Non è troppo inusuale leggere di ristoranti che decidono, per un motivo o per un altro, di disciplinare ingressi e comportamenti da tenere all’interno. Dal più tradizionale “Io non posso entrare” riferito agli amici a quattro zampe ai casi più “audaci”, come il caso di un locale americano che decise di fare pagare un extra per i bambini troppo rumorosi. Ecco, anche l’ultimo di questi casi più “bizzarri”, per così dire, arriva dagli States: a Florissant, nel Missouri, c’è un ristorante che non accetta clienti under 30. O quasi.
C’è una postilla, a dire il vero: il Bliss – questo il nome del ristorante in questione – non accetta alcun uomo di età inferiore ai 35 anni, e alcuna donna di età inferiore ai 30. Il tutto, l’avrete intuito, in un crudo – e discutibilissimo – esperimento di ingegneria sociale per orientare il proprio target di riferimento verso un gruppo demografico percepito come più ricco.
E se alla porta dovesse presentarsi un Forbes Under 30?
C’è chi potrebbe sostenere che la cattiva pubblicità non esista: la scelta del Bliss, per quanto particolare (e discriminante, piccolo appunto), ha naturalmente attirato una certa attenzione – prima da parte dei media locali, che hanno raccontato la storia con toni nettamente amichevoli e divertiti, e poi da parte del popolo internettiano che, come potrete intuire, è stato meno diplomatico.
A rendere particolarmente controversa (e virale) la decisione di Marvin Pate – fondatore e proprietario del ristorante in questione – è di fatto stata la pubblicazione di un post sulla vetrina social del locale, che legge un po’ come manifesto: “Per garantire un’atmosfera adulta e sexy, richiediamo che tutti gli ospiti abbiano almeno 30 anni per le donne e almeno 35 per gli uomini”. Adulta e sexy? Ma veramente?
Insomma, la retorica dei giovani scapestrati che con la sola presenza finiscono per compromettere irrimediabilmente la quiete dei sofisticati ospiti del Bliss è già stantia di suo, senza aggiungere parole che sembrano uscite da un trafiletto di un numero Playboy uscito negli anni Ottanta.

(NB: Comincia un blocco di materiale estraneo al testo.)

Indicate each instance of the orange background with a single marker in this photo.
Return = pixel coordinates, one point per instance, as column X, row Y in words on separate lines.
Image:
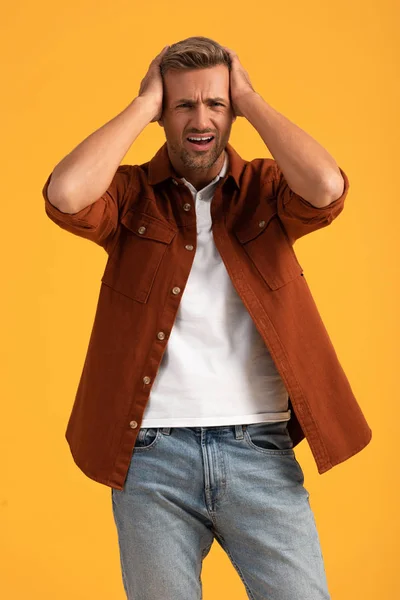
column 332, row 68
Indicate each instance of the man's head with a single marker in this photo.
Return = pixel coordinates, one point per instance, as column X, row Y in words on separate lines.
column 196, row 101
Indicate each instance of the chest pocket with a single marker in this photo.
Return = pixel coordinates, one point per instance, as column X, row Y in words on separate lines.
column 266, row 244
column 133, row 263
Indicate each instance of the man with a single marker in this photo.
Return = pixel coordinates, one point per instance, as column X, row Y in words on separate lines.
column 208, row 361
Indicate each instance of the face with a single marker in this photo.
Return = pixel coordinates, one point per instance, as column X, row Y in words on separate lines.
column 197, row 102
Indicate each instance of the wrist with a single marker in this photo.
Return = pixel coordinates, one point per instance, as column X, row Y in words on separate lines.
column 147, row 105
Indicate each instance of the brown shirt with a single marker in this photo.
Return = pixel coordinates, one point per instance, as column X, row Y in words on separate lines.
column 146, row 222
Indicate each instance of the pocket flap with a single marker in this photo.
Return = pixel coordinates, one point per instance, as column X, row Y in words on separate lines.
column 257, row 224
column 149, row 227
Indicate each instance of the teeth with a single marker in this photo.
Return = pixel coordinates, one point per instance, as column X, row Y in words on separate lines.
column 200, row 139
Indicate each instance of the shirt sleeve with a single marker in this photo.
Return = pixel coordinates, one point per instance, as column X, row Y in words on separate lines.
column 97, row 222
column 297, row 215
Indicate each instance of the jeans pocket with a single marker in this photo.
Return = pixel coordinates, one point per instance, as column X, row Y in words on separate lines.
column 269, row 438
column 147, row 438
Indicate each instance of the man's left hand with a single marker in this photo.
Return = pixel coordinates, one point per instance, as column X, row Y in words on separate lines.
column 240, row 84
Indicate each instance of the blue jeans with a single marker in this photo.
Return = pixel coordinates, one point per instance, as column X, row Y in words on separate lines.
column 239, row 484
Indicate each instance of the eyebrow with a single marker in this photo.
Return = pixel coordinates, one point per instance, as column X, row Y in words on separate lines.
column 188, row 101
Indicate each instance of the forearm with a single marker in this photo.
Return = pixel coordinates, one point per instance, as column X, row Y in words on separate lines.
column 82, row 176
column 308, row 168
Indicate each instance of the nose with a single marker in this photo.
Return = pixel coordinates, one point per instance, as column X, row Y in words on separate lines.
column 200, row 117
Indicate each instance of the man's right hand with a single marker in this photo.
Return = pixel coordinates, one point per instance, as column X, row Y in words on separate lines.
column 151, row 86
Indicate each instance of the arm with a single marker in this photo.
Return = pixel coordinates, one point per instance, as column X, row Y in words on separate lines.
column 85, row 174
column 307, row 167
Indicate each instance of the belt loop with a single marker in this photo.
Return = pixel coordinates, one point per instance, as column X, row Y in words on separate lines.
column 239, row 429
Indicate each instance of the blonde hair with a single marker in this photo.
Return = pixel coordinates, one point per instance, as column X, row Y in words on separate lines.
column 196, row 52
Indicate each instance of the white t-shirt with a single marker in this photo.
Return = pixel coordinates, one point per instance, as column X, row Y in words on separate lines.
column 216, row 368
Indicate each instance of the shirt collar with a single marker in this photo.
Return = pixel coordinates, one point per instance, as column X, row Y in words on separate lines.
column 160, row 167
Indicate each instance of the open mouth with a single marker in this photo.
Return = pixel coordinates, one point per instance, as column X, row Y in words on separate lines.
column 200, row 142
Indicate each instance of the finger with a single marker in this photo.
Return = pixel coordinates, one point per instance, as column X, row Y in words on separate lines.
column 163, row 51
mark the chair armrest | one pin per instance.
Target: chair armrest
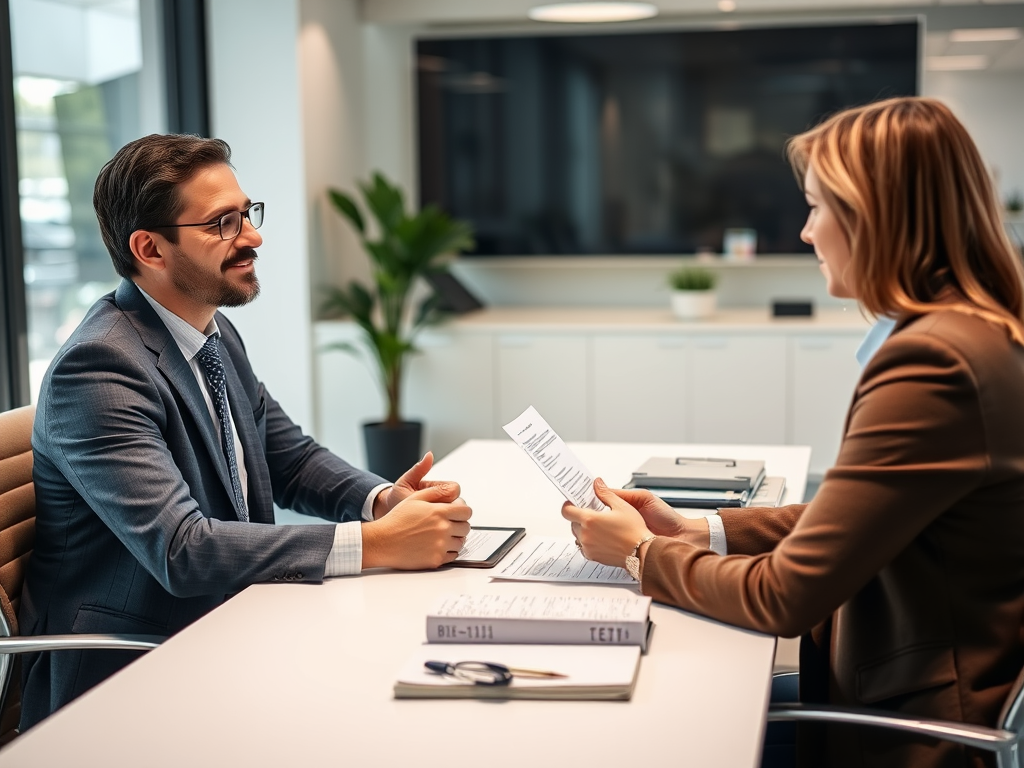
(964, 733)
(36, 643)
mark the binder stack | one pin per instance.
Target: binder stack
(709, 483)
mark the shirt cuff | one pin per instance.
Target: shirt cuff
(368, 505)
(716, 529)
(345, 557)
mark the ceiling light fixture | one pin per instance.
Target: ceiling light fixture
(991, 35)
(594, 11)
(955, 62)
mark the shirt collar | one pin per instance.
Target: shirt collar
(876, 338)
(189, 340)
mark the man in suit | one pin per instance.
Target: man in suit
(159, 455)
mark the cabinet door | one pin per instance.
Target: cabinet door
(347, 392)
(549, 372)
(737, 389)
(824, 373)
(639, 385)
(451, 386)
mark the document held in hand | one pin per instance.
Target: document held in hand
(588, 672)
(569, 620)
(543, 444)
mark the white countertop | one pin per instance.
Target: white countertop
(757, 320)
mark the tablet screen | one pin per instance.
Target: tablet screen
(485, 546)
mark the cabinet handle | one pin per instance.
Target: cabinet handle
(814, 343)
(712, 343)
(515, 341)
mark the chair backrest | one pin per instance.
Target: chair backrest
(17, 528)
(1012, 717)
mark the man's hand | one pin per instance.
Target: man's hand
(425, 529)
(406, 485)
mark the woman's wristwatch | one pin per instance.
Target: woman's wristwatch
(632, 561)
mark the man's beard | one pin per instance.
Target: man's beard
(193, 281)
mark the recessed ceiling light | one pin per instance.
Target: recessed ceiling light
(955, 62)
(589, 12)
(992, 35)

Poi per carità, il tentativo di orientarsi verso un determinato target è legittimo, condivisibile e assolutamente comune – nel mondo della ristorazione così come in tutti i modi di fare impresa, a dire il vero. Se l’obiettivo è evidentemente però quello di rivolgersi a un gruppo demografico per il suo (presunto) portafoglio gonfio, dobbiamo dire che imporre dei divieti così stringenti pare una scelta un po’ miope: che succede se alla porta si presenta un Forber Under 30? O un giovane attore hollywoodiano? Insomma, non sarebbe stato più indicato lasciare che fossero i prezzi del menu, ad esempio, a comunicare il target di riferimento?